Seht auch die andere Seite

Der erste Aspekt:

Jobs, die man nicht mitnehmen kann ins Homeoffice oder zur Workation,
kann man auch nicht einfach so aus dem Ausland erledigen bzw. dahin verlagern.

Wer kein Homeoffice machen kann, hat womöglich den sichereren Job.

Das ist eine Facette, die vielen Menschen vermutlich nicht so richtig bewusst ist. Remote-fähige Jobs kann man nicht nur mit an den Strand nehmen. Man kann Sie prinzipiell auch von Indien aus erledigen lassen – zu einem deutlich geringeren Lohn.

Der zweite Aspekt:

Die eigentlichen Arbeitgeberleistungen hinter Homeoffice, Remotework und Workation sind Vertrauen, Flexibilität und Bemühen um die Bedürfnisse der Mitarbeiter.


Und diese Leistungen sollten sich nicht nur auf einen Teil der Belegschaft beziehen, sondern auf alle.

Damit kommen wir zur eigentlich wichtigen Frage.

 

Was können wir für Euch tun?

Das Grundanliegen, ein großartiger Arbeitgeber für alle zu sein, ist nicht abhängig davon, ob Jobs remote-fähig sind oder nicht.

Den Menschen mit mobil-fähigen Jobs das Homeoffice oder gar die Workation zu neiden oder gar zu untersagen, weil die Produktionsmitarbeiter ja auch nicht mobil arbeiten können – das wäre die schlechteste Lösung und hilft niemandem.

Eine andere Denkrichtung erscheint mir sehr viel erfolgversprechender:

Für nicht-mobile Jobs darf man sich andere Dinge einfallen lassen.

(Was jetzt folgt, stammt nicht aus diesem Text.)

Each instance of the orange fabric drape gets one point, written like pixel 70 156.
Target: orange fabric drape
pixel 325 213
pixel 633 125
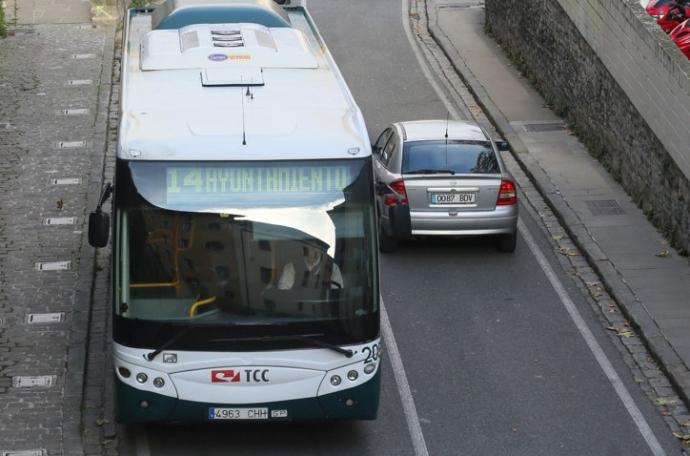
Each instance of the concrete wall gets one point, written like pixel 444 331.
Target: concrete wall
pixel 620 83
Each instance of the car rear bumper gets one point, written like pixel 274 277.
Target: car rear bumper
pixel 503 220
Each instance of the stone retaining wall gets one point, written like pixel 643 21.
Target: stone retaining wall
pixel 623 87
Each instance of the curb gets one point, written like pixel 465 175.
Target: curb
pixel 634 310
pixel 80 330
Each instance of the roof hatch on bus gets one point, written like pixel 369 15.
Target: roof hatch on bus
pixel 175 14
pixel 225 46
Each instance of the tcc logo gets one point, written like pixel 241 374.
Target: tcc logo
pixel 235 376
pixel 225 376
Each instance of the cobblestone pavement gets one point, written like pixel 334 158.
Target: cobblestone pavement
pixel 54 91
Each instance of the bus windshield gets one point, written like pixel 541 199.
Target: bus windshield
pixel 274 248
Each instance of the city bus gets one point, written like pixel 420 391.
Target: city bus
pixel 244 260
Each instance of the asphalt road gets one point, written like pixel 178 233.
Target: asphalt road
pixel 494 362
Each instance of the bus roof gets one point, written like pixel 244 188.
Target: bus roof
pixel 234 90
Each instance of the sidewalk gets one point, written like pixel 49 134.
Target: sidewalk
pixel 55 69
pixel 648 279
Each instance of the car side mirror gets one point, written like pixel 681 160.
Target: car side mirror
pixel 503 145
pixel 99 221
pixel 401 223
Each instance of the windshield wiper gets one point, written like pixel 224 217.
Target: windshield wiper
pixel 177 336
pixel 431 171
pixel 308 338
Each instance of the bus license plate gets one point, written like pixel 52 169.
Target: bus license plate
pixel 217 413
pixel 453 198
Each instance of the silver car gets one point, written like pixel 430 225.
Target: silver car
pixel 442 178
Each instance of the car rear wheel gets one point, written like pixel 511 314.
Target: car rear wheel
pixel 387 244
pixel 507 242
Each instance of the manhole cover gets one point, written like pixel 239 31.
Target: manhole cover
pixel 40 381
pixel 604 207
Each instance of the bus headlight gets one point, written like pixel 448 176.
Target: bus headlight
pixel 124 371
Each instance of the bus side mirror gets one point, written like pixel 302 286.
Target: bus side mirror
pixel 99 228
pixel 99 221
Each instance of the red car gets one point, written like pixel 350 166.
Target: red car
pixel 681 36
pixel 668 13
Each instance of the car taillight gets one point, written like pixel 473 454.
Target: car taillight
pixel 507 195
pixel 399 196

Möglichkeiten gibt es vermutlich auch hier mehr, als man zunächst denken mag:

Flexible Arbeitszeitmodelle, autonomere Einsatzplanung im Team, bessere Ausstattung, Mitsprache bei der Anschaffung von Maschinen und Arbeitsgeräten, gute Arbeitsklamotten, lecker Essen und, und, und…

Eine besonders wertvolle Frage: Welche Dinge können wir als Unternehmen für unsere Mitarbeitenden anbieten, die andere nicht so leicht anbieten können?

 

Ideen, die unverwechselbar machen

Da dürfen Sie Ihrer Fantasie freien Lauf lassen. Noch besser: Fragen Sie Ihre Mitarbeitenden, was die interessant fänden.

Es gibt Firmen, die Ihren Leuten am Wochenende den Bagger zur Verfügung stellen (zum privaten Gebrauch wohlgemerkt, nicht zur Schwarzarbeit 🙃😉).

Ich hatte schon mal von der Schreinerei auf Rügen berichtet, die den Mitarbeitern den privaten Möbelbau am Wochenende ermöglicht.

Walter Jung von Hotelplan hat berichtet, dass die Vergünstigungen beim Buchen von Reisen für Mitarbeitende deutlich erhöht wurden.

Wir arbeiten gerade mit einer Berliner Immobilienverwaltungs-Gesellschaft an ihrem Recruiting. Für sie ist spielend leicht, woran alle anderen scheitern: die Wohnung in Berlin kann gleich mitgeliefert werden.

Das ist doch mal ein Benefit, oder?

Für jeden das Richtige statt Gegeneinander

Der entscheidende Gedanke ist das Kümmern um alle. Ohne falsche Gleichmacherei. Ohne vermeintliche Bevorzugung der einen oder anderen Gruppe.

Ich weiß, das ist leichter gesagt als getan und durchaus eine große Herausforderung für alle Chefs und Chefinnen. Besonders dann, wenn Sie wie viele Unternehmen eben beide Arten von Jobs in Ihrer Belegschaft haben.

Da wird dann schon mal der Frust der Inhaber nicht-mobiler Jobs auf die workation-fähigen Kollegen bei der Geschäftsführung deponiert.

Meine Botschaft: Steigen Sie nicht auf das Gegeneinander-Ausspielen ein. Die Vergleiche bringen nichts.

Lenken Sie die Energie lieber um und starten Sie einen Dialog um die wirklichen Bedürfnisse:

„Was können wir denn tun, um Eure Arbeitsbedingungen besser und produktiver zu machen?“

Das bietet die große Chance, über echte Verbesserungspotenziale zu sprechen, statt unsinnige Stellvertreter-Diskussionen zu führen, die niemandem etwas bringen.